The Tennessee College of Applied Technology Automotive Department is first rate and ready to produce Automotive Service Excellence-certified, entry-level technicians.
Automotive Department instructor Richard Nash has been with TCAT for three years as an instructor. Prior to coming to TCAT, he was an ASE-certified automotive technician for 20 years and found the career very rewarding. He graduated from a similar program and is pleased to be in his current teaching role.
“The program is a 20-month program, teaching all eight areas of ASE certification – brakes, steering/suspension, engine repair, heating/AC systems, electrical systems, engine performance, automatic transmissions, and manual transmissions,” said Nash.
The course is hands-on with each student learning at his or her own pace. After instruction in all 8 areas of ASE certification is complete, students are able to apply to take a certification exam.
The average age of students seeking this type of training is 20. However, recently more students are coming to TCAT directly from high school.
Classroom hours are 8 a.m. to 2:30 p.m. and typically begin in the computer lab each morning for two hours. The remainder of the day is spent in the automotive shop.
The shop consists of five bays for the 16 students currently enrolled. Nash runs his classroom like a real-world automotive shop, noting that when the bell rings at 8 am, all students must be present and wearing a uniform.
Nash noted a common misconception in the public is that an automotive technician hooks up the vehicle to the computer and the computer tells him/ her what is wrong.
“That’s certainly not all there is to it,” said Nash. “The technician must have the proper training to know the correct parameters to recognize whether or not the vehicle is falling short.”
The computer in question can be quite intimidating, Nash says.

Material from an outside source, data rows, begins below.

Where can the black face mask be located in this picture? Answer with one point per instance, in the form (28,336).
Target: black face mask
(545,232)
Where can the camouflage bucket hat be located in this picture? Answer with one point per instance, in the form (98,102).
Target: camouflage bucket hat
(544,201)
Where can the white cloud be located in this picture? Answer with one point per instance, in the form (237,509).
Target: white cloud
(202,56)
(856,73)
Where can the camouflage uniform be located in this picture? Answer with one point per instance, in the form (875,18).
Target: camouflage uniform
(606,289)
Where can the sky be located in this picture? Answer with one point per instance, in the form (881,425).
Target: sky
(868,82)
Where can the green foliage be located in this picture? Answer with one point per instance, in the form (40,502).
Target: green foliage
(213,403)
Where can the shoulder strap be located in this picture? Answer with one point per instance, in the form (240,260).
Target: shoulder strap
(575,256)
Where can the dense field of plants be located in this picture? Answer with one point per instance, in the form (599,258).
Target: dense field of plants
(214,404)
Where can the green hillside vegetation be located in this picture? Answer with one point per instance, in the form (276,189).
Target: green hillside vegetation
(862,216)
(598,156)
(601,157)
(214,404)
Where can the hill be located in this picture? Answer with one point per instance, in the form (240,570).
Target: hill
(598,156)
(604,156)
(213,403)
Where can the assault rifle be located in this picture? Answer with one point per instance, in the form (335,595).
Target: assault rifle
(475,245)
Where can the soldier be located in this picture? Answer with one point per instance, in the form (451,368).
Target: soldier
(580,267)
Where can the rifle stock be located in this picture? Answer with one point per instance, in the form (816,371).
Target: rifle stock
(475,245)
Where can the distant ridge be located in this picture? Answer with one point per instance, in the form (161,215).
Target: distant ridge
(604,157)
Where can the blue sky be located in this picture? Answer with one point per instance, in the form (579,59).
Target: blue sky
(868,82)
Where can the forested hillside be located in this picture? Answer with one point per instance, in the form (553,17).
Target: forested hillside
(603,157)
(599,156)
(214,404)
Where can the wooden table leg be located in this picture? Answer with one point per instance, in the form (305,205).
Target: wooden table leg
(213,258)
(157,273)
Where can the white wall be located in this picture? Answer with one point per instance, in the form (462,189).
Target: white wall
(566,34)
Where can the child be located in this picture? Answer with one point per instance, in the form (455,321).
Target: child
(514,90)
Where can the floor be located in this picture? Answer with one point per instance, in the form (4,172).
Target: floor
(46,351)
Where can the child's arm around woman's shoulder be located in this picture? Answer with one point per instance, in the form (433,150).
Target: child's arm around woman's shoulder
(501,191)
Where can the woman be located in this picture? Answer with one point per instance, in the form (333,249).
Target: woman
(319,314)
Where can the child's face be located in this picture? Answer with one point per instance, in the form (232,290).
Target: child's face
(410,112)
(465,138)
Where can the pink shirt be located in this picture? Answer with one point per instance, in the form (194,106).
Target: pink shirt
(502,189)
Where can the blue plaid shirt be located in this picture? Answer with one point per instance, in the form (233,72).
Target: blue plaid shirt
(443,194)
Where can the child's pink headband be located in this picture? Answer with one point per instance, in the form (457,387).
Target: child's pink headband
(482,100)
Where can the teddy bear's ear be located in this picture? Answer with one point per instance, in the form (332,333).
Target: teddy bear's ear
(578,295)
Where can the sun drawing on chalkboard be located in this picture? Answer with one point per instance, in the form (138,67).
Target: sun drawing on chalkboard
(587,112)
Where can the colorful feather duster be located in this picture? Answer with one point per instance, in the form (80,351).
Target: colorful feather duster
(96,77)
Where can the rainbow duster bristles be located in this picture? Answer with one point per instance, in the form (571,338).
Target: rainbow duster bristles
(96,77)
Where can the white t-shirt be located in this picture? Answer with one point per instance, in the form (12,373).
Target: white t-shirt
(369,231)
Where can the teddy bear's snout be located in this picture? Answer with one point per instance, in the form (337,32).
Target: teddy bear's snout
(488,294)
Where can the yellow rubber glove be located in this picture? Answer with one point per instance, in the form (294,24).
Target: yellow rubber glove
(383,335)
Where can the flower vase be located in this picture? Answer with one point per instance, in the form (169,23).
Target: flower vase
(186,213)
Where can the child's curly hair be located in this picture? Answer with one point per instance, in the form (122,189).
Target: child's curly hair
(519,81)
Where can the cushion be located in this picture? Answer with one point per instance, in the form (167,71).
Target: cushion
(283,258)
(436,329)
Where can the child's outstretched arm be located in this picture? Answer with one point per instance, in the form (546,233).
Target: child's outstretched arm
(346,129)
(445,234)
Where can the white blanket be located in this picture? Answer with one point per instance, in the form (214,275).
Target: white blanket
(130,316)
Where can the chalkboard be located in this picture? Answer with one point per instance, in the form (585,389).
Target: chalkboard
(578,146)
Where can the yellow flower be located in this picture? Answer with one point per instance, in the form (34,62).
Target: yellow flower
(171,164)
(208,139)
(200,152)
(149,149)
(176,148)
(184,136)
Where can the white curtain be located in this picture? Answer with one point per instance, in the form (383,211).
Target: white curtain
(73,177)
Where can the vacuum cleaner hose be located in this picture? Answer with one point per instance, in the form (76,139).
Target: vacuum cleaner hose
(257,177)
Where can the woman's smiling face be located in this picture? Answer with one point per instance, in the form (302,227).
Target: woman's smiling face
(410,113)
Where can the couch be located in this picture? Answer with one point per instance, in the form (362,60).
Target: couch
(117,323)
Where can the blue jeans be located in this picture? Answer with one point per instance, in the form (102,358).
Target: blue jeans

“This piece of equipment costs well over $10,000 and is very high-tech and it takes a trained technician to run it,” he said. In order for students to continue using this type of equipment after their training and certification, TCAT partners with Snap-On Tools, offering students a significant discount on tools to begin their careers.
When asked how he fills the garage with motors to repair, Nash stated, “We repair student, faculty/ staff, and training vehicles such as the 2019 Nissan Altima engine donated by Nissan.” Recently, McMinnville Electric System took its commercial-grade wood chipper to TCAT for a major engine repair. Nash was eager to bring in the failed chipper to expose his students to this type of engine repair as an alternative to automotive repair. The need for this type of skill set is critical in many aspects of business today, he said.
TCAT offers many other fields of study including welding, machine tool technology, industrial maintenance which includes robotics, computer information technology, industrial electricity, and nursing programs.
Nash’s goal is to give each student an opportunity to take what he/ she has learned and develop a great career.